In addition to classic storage acceleration, the RAID5/6 Engine provides some additional helpful functions
including the ability to fill or check a region based on a 128-bit value, incrementing value or using a LSFR
algorithm. A compare function is provided that compares two regions of memory and reports the result to
a result queue.
The RAID5/6 Engine supports ANSI T10 Data Protection Information and is capable of checking, adding,
removing and updating the Data Integrity Fields (DIF). All Reference and Application Tags seen during
an operation may be set to an initial value or that value can be incremented as blocks are processed by the
engine. Reference Tag, Application Tag can be configurable disabled/enabled from DIF function on per
command basis. It also supports IP checksum-based guard generation and checking (RFC 793), in addition
to the T10 CRC based guard.
3.10
Avoiding Resource Contentions Using
the QorIQ Trust Architecture
Consolidation of discrete CPUs into a single, multicore SoC and potential repartitioning of legacy software
on those cores introduces many opportunities for unintended resource contentions to arise, but the QorIQ
Trust Architecture can reduce the risk of these issues.
3.10.1
QorIQ Trust Architecture Benefits
A system may exhibit erratic behavior if the multiple CPUs do not effectively partition and share system
resources. While it can be challenging to prevent unintended resource contention, stopping malicious
software is much more difficult. Device consolidation combined with a trend toward embedded systems
becoming more open (or more likely to run third-party or open-source software on at least one of the cores)

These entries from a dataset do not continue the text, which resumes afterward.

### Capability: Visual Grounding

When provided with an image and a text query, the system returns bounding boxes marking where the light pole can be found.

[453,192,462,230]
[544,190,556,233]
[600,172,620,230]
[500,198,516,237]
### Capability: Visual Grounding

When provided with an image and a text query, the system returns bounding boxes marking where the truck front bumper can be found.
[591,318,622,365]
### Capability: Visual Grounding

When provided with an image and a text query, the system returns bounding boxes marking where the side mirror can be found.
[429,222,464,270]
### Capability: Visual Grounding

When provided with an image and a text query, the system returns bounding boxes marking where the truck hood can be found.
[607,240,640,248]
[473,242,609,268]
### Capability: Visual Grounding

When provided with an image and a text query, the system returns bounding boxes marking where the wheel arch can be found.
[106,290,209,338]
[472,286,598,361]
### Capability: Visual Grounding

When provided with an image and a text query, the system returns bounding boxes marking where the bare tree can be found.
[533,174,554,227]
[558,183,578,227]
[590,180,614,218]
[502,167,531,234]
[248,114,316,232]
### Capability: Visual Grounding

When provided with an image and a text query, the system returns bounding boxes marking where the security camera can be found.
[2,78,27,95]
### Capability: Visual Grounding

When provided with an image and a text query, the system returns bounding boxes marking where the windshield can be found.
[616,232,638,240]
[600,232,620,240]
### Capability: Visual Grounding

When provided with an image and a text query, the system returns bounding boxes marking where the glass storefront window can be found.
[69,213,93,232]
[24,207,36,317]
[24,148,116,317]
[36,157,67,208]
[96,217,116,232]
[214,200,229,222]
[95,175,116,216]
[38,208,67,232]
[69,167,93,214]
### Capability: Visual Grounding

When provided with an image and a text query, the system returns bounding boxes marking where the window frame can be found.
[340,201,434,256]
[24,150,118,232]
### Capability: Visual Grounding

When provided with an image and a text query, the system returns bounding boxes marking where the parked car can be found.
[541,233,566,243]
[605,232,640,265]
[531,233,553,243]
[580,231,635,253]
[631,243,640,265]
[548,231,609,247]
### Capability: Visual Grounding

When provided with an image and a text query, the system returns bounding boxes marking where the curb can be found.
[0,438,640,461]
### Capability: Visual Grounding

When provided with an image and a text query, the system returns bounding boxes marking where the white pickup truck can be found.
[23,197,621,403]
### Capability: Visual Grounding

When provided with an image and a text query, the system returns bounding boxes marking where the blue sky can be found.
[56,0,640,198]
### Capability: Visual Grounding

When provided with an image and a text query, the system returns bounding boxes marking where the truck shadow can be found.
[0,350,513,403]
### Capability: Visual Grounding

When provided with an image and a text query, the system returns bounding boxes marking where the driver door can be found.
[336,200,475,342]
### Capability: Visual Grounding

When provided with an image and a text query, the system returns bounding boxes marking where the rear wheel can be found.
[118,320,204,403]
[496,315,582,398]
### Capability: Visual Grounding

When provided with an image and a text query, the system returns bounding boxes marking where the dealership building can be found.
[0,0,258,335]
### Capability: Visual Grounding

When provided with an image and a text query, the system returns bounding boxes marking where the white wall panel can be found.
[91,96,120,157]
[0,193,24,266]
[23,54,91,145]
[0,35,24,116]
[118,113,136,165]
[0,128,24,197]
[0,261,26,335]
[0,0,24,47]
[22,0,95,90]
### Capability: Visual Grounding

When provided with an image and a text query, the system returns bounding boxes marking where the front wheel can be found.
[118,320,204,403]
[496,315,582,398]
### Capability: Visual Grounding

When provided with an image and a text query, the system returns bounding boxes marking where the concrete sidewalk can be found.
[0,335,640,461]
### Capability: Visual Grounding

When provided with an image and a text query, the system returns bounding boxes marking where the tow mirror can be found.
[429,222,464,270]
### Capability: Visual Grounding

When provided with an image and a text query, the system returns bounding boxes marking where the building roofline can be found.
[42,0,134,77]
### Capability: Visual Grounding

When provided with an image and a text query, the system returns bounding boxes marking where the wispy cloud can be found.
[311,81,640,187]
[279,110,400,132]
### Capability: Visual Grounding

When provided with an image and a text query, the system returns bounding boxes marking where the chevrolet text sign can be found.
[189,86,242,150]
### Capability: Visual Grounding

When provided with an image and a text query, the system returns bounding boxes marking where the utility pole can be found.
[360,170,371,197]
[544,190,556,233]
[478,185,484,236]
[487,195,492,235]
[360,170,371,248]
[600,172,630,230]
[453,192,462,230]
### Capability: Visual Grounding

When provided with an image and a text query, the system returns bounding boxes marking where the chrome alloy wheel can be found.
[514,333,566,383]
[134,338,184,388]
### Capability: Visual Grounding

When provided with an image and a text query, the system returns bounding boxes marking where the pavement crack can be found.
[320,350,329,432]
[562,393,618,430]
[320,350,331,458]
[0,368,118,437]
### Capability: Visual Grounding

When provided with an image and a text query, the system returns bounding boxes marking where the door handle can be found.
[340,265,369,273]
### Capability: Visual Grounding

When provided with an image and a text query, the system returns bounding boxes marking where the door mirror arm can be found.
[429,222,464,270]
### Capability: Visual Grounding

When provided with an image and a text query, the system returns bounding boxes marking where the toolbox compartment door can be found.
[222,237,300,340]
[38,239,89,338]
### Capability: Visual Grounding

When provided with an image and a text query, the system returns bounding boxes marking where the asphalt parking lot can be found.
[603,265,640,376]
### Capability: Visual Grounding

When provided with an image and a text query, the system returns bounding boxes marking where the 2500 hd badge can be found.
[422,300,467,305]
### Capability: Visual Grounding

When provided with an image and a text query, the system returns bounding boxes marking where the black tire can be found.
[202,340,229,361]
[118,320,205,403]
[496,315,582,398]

creates opportunities for malicious code to enter a system.
The P5020 offers a new level of hardware partitioning support, allowing system developers to ensure
software running on any CPU only accesses the resources (memory, peripherals, etc.) that it is explicitly
authorized to access. This may not seem like a challenge in an SMP environment, because the OS performs
resource allocation for the applications running on it. However, it is a very difficult problem to overcome
in AMP environments where there may be multiple instances of the same OS, or even different OSes
running on the various CPU cores. Even OS protections in an SMP system may be insufficient in the
presence of malicious software.
3.10.2
e5500 Core MMU and Embedded Hypervisor
The P5020’s first line of defense against unintended interactions amongst the multiple CPUs/OSes is each
core’s MMU, which are configured to determine which addresses in the global address map the CPU is
able to read or write. If a particular resource (such as a portion of memory, peripheral device, and so on)
is dedicated to a single CPU, that CPU’s MMU is configured to allow access to those addresses (on
P5020 QorIQ Communications Processor Product Brief, Rev. 1
24
Freescale Semiconductor
Features
4-Kbyte granularity); other CPU MMUs are not configured for access to the other CPU’s private memory
range. When two CPUs need to share resources, their MMUs are both configured so that they have access
to the shared address range.
This level of hardware support for partitioning is common today, however, it is not sufficient for many core
systems running diverse software. When the functions of multiple discrete CPUs are consolidated onto a
single, multicore SoC, achieving strong partitioning should not require the developer to map functions onto
cores that are the exclusive owners of specific platform resources. The alternative, a fully open system with
no private resources, is also unacceptable. For this reason, the core MMU also includes embedded
Hypervisor extensions.
Each core MMU supports three levels of instructions:
• User
• Supervisor (OS)
• Hypervisor: An embedded Hypervisor micro-kernel (provided by Freescale as source code) runs
unobtrusively beneath the various OSes running on the CPUs, consuming CPU cycles only when
an access attempt is made to an embedded Hypervisor-managed shared resource.The embedded
Hypervisor determines whether the access should be allowed, and if so, proxies the access on
behalf of the original requestor. If malicious or poorly tested software on any core attempts to
overwrite important P5020 configuration registers (including CPU MMUs), the embedded
Hypervisor blocks the write. Other examples of embedded Hypervisor managed resources are
high- and low-speed peripheral interfaces (PCIe, UART) if those resources are not dedicated to a
single CPU/partition.
3.10.3
Peripheral Access Management Unit (PAMU)
The P5020 includes a distributed function collectively referred to as the peripheral access management unit
(PAMU), which provides address translation and access control for all bus masters in the system (PME,
SEC, FMan, and so on). The PAMU access control can be one of the following:
• Absolute—The FMan, PME, SEC, and other bus masters can never access memory range XYZ.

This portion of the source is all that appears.